This is one of the key recommendations from Forrester in a new report sharing advice on how customer experience leaders can navigate the economic downturn in 2023.

During the current cost-of-living crisis, with people and businesses alike suffering from financial instability, it is essential that CX leaders step up to help support and boost the resilience of their colleagues.

It may sound obvious, but in the present circumstances the most effective way that this can be achieved is by proving the ROI of their work.

Compiled by a number of experts, the report argues that whilst cost-cutting is inevitable, it is the role of CX leaders to ensure that only well-informed cuts which do not negatively impact the quality of CX are made.

A key tool in assisting CX leaders in arguing their cases, is the use of prioritisation frameworks. These frameworks can help  to identify what changes will lower costs and how these changes will affect customer experiences.

For those leaders without an existing prioritisation framework, the report recommends the employment of Forrester’s beginner-level CX prioritisation approach – which can help justify novel solutions to long-standing cost issues.

The report goes on to outline three of the most common solutions to these issues:

  • Simplifying the online customer login and payments experiences.
  • Consolidating employee-facing tools so they can provide better CX in less time.
  • Moving to a virtual contact centre.

How valuable is your team?

Whilst having a voice in the cost-cutting process and proving the ROI of CX were the major takeaways, the report also outlined other ways in which CX leaders can prosper during the economic downturn.

Peacocking; being unique; thinking outside the box; standing out from the pack; or for this writer, due to a poster in his primary school of a group of zebras with their faces towards the camera and one turning away, being the backwards zebra – whatever your tipple, being distinctive and able to provide different perspectives and viewpoints is always a strong skill to possess, and this situation is no different.

This is particularly pertinent during a year when CX differentiation is set to erode in an unprecedented 75% of industries.

In order to stay ahead of the curve, the report suggests leaders should ditch CX strategies that try to appeal to the entire market, and instead focus on existing devoted customers who are already deeply loyal to the brand and cheaper to serve and retain.

Another key area discussed in the report, is the skillsets of new and existing staff – and how to get the best out of these people.
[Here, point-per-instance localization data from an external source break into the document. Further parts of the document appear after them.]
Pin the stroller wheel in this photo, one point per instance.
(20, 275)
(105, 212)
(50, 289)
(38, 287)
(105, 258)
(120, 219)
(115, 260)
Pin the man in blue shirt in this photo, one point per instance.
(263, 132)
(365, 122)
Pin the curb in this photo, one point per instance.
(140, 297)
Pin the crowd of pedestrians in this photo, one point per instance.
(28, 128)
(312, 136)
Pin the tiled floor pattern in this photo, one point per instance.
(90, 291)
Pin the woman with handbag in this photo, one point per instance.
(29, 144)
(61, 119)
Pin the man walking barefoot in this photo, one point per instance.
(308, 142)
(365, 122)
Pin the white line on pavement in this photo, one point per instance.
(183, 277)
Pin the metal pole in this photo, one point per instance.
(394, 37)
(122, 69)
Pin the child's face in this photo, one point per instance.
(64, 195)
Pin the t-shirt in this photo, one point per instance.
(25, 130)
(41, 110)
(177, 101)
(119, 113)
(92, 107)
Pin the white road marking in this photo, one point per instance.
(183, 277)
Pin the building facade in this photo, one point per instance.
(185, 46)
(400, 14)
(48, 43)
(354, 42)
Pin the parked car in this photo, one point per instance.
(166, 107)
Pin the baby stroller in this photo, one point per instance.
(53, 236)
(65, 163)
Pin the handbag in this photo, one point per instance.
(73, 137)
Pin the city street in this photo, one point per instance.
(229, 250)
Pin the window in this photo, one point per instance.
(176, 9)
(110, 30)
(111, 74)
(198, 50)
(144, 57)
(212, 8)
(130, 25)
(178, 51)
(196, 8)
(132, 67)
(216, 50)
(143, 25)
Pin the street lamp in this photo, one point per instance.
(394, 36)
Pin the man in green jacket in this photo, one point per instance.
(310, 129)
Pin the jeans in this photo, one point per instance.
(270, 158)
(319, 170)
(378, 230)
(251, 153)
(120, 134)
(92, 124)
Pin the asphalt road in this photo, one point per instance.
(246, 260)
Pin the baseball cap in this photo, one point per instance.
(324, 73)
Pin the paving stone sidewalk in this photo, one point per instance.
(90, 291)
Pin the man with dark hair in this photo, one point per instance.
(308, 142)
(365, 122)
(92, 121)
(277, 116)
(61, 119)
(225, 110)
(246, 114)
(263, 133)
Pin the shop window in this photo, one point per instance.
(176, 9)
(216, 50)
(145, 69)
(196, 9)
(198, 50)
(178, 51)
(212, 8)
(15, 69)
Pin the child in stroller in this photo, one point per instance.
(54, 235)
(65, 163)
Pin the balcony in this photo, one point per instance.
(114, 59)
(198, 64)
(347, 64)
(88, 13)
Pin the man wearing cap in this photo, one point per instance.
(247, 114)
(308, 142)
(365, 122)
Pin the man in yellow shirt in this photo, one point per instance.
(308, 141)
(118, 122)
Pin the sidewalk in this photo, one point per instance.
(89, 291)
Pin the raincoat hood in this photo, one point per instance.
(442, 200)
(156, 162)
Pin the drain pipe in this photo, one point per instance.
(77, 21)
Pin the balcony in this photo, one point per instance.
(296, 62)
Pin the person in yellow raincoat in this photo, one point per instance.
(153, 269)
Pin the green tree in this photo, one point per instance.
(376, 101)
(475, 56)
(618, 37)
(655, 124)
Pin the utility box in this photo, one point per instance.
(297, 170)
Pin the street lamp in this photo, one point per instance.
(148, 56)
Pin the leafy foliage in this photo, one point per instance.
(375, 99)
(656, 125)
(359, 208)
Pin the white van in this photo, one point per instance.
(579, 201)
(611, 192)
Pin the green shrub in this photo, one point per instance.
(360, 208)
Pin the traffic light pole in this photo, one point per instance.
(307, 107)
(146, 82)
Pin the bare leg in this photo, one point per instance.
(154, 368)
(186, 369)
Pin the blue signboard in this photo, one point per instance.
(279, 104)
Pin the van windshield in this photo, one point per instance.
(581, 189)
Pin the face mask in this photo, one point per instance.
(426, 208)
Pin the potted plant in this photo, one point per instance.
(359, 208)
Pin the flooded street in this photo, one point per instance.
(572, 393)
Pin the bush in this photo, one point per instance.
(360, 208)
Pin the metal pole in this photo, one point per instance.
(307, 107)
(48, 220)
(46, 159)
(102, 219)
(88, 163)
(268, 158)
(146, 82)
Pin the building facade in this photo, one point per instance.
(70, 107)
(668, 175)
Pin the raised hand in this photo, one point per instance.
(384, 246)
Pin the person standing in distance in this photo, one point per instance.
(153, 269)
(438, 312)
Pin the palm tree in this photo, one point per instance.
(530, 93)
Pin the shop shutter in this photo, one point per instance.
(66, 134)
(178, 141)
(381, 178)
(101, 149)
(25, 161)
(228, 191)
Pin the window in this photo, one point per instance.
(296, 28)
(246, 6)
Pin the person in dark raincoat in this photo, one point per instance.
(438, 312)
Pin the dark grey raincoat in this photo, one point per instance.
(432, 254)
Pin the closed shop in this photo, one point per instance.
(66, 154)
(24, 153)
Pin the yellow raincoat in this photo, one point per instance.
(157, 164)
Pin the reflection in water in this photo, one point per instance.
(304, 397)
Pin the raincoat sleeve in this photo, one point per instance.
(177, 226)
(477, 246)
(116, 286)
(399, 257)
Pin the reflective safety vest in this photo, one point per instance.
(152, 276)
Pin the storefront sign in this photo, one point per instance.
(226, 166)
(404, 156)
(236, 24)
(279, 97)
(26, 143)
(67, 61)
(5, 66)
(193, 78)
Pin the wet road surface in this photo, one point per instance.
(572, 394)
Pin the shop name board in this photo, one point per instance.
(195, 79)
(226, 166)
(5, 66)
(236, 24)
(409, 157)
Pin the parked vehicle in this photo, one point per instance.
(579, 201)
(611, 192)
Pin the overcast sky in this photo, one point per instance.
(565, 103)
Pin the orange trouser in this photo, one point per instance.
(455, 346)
Just as proving the financial value of CX is vital, so too is proving the value of the individuals within your CX teams.

Just as proving the financial value of CX is vital, so too is proving the value of the individuals within your CX teams.

CX leaders should find opportunities to use their teams’ skills beyond the usual scope of their day-to-day CX tasks. In doing so, this will deepen the value of the CX teams to their organisations and cement their place at the centre of future customer obsession transformations.

This same mindset should be adopted when it comes to recruitment. CX leaders who are hiring in 2023 should prioritise candidates with a wide variety of skills – including those not traditionally associated with CX.

In particular, the report outlines candidates with experience and expertise in the areas of critical data, design, and journey skills as those who can add the most value to your CX team.

There is no denying that CX, along with most professions, is going to have a tough year. And in tough times, ruthless decisions must be made.

Whilst it may not be possible to incorporate all of the suggestions in your company, CX leaders must take action sooner or later, or risk being amongst the first casualties when the inevitable cuts do come.

The overarching theme that comes out from this report above all else, is to make yourself valuable.